Sehen, Bewegung & Gesundheit
Text: Ao. Univ.-Prof. Dr. Gerhard Kieselbach, Facharzt für Augenheilkunde und Optometrie
Zwischen Sehen, Bewegung und Gesundheit besteht ein enger Zusammenhang, mehr noch eine wechselseitige Abhängigkeit, wie aktuelle Studien beweisen. Leben à la carte sprach darüber mit dem Leiter des Augenzentrums Hochrum in der Privatklinik Hochrum, Herrn A. o. Univ.-Prof. Dr. Gerhard Kieselbach, Facharzt für Augenheilkunde und Optometrie.
Welcher Zusammenhang besteht zwischen Sehen und dem Ausführen einer Bewegung? Nur wenn ein Mensch auf beiden Augen gut sieht, entsteht ein räumliches Bild und er oder sie kann sich sicher im Raum bewegen, egal ob es um Laufen oder um Spazieren im Wald geht. Ein gutes Sehen ist eine elementare Voraussetzung für unfallfreie Bewegung. Dies beweist zum Beispiel der Zusammenhang zwischen Cataract-Operationen, also Operationen gegen den grauen Star, und der Häufigkeit von Hüftendoprothesen. Menschen, die wegen eines Cataracts schlecht sehen, verletzen sich signifikant häufiger an der Hüfte als jene, die bereits gegen den grauen Star operiert wurden und wieder gut sehen können.
Ist es Patienten manchmal gar nicht bewusst, dass sie schlecht sehen? Wir hören oft nach einer Grauen-Star-OP, dass Menschen erstaunt über ihr wiedererlangtes Sehvermögen sind und sich gar nicht bewusst waren, dass sie schlecht gesehen haben. Es ist dies das Dilemma, dass man ab 60 Jahren häufig in einem Trott lebt und glaubt, es sei so, wie man es sieht. Übrigens betrifft das nicht nur das Thema Bewegung. In aktuellen Studien wurde nachgewiesen, dass bei Menschen, die frühzeitig gegen Cataract operiert werden, das Demenz-Risiko deutlich abnimmt. Das heißt Sehen und neurologische Veränderungen hängen zusammen. Sehen trainiert sozusagen das Kleinhirn. Damit sind wir wieder bei der Bewegung, denn dieses ist ja auch für alle Bewegungsabläufe verantwortlich. Auch die Schlafqualität hängt auf Grund der Melatoninproduktion vom Sehen ab. Diese Zusammenhänge sind mit Hunderttausenden Patientendaten abgesichert.

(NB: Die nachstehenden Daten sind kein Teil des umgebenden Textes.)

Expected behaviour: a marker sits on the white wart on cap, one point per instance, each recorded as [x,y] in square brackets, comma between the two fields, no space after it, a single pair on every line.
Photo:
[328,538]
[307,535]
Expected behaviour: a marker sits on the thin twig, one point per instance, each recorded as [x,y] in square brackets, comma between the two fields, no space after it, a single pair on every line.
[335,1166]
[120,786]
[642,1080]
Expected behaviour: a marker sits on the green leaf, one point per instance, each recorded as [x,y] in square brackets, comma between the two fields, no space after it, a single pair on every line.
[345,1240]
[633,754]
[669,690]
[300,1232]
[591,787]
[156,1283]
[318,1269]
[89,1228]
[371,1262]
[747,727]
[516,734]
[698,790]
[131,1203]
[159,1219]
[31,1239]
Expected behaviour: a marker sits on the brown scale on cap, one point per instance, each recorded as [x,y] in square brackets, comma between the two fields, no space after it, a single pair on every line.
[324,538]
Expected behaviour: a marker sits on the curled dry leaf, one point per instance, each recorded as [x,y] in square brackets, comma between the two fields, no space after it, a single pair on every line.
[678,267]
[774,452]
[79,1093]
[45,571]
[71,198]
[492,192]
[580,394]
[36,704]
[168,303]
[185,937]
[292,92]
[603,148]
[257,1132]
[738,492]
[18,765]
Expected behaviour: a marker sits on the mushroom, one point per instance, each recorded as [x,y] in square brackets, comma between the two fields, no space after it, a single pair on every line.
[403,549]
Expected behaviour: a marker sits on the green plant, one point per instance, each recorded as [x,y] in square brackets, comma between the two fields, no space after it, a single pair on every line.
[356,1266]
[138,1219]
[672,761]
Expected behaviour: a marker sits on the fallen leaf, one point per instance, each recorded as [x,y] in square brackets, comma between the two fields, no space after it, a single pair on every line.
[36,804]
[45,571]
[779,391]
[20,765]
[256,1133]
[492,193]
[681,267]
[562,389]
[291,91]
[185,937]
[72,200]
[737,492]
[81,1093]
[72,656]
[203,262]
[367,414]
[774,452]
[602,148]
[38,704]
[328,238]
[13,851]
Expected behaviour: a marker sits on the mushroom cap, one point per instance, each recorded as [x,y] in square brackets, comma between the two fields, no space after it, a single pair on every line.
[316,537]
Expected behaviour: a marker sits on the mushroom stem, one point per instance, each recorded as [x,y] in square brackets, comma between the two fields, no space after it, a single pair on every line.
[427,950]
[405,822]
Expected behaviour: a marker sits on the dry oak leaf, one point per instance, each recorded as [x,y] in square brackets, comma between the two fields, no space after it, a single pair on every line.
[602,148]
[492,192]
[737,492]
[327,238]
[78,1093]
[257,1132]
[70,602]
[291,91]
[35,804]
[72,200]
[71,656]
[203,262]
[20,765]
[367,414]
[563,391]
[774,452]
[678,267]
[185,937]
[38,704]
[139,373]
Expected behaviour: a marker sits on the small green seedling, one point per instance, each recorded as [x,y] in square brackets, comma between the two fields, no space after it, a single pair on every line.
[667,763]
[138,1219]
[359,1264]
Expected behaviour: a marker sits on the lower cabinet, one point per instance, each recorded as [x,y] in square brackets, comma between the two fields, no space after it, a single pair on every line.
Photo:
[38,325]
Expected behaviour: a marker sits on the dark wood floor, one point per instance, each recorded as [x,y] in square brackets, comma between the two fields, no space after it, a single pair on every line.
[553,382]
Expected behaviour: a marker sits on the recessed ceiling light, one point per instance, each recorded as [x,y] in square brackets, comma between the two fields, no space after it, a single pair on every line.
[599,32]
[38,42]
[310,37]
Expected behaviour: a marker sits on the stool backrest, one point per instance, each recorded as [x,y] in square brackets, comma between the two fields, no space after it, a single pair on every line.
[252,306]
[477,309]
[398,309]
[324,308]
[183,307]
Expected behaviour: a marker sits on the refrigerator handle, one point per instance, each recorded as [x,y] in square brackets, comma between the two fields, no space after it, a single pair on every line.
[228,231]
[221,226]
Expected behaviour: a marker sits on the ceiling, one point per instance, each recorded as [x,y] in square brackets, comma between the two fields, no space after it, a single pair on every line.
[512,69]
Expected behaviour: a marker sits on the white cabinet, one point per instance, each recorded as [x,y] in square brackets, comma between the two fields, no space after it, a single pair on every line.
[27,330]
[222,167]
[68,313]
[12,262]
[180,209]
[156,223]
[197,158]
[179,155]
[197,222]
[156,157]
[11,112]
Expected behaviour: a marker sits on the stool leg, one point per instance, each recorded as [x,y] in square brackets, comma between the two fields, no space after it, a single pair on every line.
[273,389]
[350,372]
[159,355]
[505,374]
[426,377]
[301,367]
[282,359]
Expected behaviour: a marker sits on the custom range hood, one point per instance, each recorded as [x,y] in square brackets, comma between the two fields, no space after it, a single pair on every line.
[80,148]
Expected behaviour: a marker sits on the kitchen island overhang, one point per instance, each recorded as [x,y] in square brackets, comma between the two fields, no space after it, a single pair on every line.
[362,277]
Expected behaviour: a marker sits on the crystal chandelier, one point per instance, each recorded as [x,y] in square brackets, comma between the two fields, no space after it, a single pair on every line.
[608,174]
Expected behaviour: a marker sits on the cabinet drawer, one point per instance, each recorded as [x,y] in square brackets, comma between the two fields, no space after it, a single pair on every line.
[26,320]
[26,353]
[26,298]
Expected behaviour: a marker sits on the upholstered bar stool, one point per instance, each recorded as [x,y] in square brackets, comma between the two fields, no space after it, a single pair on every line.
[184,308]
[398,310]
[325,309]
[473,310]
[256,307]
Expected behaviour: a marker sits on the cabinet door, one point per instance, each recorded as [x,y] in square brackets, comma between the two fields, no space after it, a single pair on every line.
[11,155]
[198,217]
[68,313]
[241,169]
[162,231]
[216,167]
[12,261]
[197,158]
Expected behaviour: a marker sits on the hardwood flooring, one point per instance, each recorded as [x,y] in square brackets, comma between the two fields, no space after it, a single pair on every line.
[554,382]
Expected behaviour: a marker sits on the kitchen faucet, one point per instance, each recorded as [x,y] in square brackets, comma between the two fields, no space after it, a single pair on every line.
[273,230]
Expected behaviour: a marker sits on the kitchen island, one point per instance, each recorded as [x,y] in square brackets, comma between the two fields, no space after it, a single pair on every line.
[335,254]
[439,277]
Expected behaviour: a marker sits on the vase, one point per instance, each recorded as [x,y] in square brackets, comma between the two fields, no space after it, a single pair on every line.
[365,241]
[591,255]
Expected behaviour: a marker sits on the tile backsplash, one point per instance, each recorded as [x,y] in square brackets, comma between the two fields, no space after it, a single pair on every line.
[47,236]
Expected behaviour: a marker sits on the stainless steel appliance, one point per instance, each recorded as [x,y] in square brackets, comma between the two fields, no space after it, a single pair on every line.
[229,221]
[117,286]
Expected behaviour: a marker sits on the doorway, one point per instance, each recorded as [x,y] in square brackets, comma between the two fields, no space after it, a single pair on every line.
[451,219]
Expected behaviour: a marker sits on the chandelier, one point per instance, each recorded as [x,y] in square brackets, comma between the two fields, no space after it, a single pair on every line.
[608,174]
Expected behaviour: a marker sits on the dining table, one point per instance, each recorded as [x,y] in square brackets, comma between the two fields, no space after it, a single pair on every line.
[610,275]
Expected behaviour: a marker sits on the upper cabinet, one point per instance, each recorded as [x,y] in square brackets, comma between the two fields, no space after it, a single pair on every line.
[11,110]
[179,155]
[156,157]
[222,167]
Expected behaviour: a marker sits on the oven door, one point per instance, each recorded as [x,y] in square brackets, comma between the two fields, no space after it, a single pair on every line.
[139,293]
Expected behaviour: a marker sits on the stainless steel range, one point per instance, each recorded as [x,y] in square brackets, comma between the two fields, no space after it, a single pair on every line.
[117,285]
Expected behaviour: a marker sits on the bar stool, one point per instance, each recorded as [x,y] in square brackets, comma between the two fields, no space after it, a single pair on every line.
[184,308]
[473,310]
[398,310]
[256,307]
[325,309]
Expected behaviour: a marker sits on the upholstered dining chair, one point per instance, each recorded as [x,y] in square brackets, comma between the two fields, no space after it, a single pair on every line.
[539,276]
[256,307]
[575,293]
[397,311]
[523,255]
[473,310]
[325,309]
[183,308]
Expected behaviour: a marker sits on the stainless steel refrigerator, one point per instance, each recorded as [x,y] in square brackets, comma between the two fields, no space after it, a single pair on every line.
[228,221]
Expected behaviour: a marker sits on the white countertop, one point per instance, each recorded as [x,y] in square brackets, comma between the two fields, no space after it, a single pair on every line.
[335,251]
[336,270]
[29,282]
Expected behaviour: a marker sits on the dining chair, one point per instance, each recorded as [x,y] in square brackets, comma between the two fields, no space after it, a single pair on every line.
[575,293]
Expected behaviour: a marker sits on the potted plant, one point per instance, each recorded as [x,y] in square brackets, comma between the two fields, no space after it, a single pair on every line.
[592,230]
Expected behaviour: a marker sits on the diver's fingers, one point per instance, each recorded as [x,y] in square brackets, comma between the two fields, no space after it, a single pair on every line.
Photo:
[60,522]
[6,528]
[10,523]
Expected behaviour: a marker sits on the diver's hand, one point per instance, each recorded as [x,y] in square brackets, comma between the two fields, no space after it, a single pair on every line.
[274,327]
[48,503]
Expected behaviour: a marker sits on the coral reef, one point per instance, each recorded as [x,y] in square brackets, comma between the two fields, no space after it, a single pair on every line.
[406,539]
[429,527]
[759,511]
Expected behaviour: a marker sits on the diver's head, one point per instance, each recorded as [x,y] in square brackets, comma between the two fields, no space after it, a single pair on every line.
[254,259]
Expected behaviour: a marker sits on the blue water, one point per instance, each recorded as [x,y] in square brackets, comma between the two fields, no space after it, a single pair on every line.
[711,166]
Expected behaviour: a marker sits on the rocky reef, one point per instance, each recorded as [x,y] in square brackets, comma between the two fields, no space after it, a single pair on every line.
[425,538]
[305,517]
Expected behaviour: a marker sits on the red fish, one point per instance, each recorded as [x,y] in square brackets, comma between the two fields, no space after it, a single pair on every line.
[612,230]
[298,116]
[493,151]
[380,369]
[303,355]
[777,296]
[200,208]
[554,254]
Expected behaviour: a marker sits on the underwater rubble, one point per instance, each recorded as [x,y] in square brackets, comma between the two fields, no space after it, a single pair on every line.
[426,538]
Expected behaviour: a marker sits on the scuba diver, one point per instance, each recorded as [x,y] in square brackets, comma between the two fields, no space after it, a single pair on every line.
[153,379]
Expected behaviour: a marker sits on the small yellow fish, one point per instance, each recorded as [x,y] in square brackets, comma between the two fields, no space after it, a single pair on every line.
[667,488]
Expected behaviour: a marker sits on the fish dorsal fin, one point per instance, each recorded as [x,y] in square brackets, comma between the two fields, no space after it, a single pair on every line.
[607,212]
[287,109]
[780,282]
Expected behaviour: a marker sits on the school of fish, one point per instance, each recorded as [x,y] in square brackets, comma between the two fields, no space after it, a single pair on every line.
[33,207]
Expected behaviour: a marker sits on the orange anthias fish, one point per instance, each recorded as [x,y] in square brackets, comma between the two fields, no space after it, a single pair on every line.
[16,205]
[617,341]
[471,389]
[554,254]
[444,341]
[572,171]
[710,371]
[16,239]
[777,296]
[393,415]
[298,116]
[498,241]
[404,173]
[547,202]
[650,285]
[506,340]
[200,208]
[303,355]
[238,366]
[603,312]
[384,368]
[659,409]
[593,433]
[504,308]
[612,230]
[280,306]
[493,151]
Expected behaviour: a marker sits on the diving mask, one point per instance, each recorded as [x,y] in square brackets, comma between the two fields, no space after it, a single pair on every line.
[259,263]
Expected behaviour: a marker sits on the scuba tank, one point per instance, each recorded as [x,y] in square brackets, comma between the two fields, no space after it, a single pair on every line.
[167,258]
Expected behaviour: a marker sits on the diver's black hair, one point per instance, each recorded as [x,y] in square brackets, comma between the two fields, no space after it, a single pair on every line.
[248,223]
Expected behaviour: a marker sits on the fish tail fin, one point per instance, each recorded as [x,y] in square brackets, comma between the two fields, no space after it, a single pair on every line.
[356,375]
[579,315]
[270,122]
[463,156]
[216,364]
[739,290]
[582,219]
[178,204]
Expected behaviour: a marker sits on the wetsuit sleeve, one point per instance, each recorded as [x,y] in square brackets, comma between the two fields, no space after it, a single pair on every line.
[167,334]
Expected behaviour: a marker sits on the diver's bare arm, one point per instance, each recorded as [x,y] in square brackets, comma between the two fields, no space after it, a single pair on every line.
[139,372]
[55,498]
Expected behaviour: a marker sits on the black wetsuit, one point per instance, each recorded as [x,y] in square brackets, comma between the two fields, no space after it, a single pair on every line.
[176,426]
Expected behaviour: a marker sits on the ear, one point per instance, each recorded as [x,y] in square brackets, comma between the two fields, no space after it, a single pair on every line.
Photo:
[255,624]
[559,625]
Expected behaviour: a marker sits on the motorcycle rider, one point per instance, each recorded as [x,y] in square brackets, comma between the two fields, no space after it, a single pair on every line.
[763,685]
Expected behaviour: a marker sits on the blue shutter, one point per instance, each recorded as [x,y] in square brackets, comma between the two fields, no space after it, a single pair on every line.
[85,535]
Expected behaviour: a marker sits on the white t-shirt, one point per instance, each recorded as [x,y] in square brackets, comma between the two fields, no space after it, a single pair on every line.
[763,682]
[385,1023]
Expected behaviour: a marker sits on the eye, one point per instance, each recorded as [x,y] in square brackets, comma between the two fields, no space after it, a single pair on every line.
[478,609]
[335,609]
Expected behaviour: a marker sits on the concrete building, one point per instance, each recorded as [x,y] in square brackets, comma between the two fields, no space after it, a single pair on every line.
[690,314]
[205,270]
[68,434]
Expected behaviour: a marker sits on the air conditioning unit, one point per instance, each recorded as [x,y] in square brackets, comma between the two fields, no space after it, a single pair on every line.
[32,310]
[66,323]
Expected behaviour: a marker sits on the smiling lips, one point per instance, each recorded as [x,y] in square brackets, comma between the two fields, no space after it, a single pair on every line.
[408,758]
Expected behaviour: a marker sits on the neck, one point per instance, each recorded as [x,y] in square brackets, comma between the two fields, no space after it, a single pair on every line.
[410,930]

Welche Gefahren gehen somit mit einem schlechten Sehvermögen einher? Als erstes das Verletzungsrisiko durch Unfälle aller Art beim Sport und natürlich auch im Straßenverkehr. Aber es gilt ganz generell: Wenn die Leute weniger sehen, machen sie weniger Bewegung. Damit geht Muskelmasse verloren und die Herzfunktion wird schlechter. So entsteht eine Spirale – weniger Sehen, weniger Bewegung, das Sehen verschlechtert sich weiter, die Bewegungshäufigkeit nimmt weiter ab.
Was kann die Augenheilkunde beitragen, diesen Prozess zu unterbrechen? Wir müssen danach trachten, die Menschen rechtzeitig zu behandeln. Das betrifft die Operation bei grauen Star ebenso, wie andere altersbedingte Sehstörungen etwa die Makuladegeneration. Zum Glück stehen auch hier mittlerweile Therapien zur Verfügung, die tatsächlich helfen. Übrigens gilt auch der Umkehrschluss: Dank der extrem hohen Patientendaten wissen wir, dass bei Menschen, die sich ihr Leben lang viel bewegen, also auf neudeutsch einen vernünftigen Life-Style pflegen, altersbedingte Verschlechterungen des Sehens viel später eintreten, als bei den sogenannten Couchpotatos. Wer sich viel bewegt und nicht raucht, erleidet wesentlich seltener eine Makuladegeneration. Dieser Zusammenhang ist enorm – wir denken meistens an die Herzgesundheit. Genauso wichtig ist aber auch die Augengesundheit, beziehungsweise hängt die eine von der anderen vice versa ab. Bewegen Sie sich viel im Freien und Sie werden länger besser sehen. Und wenn Sie den Eindruck haben, dass sich Ihr Sehvermögen verschlechtert – ab zum Augenarzt, bevor Sie Ihr Bewegungskontingent abbauen.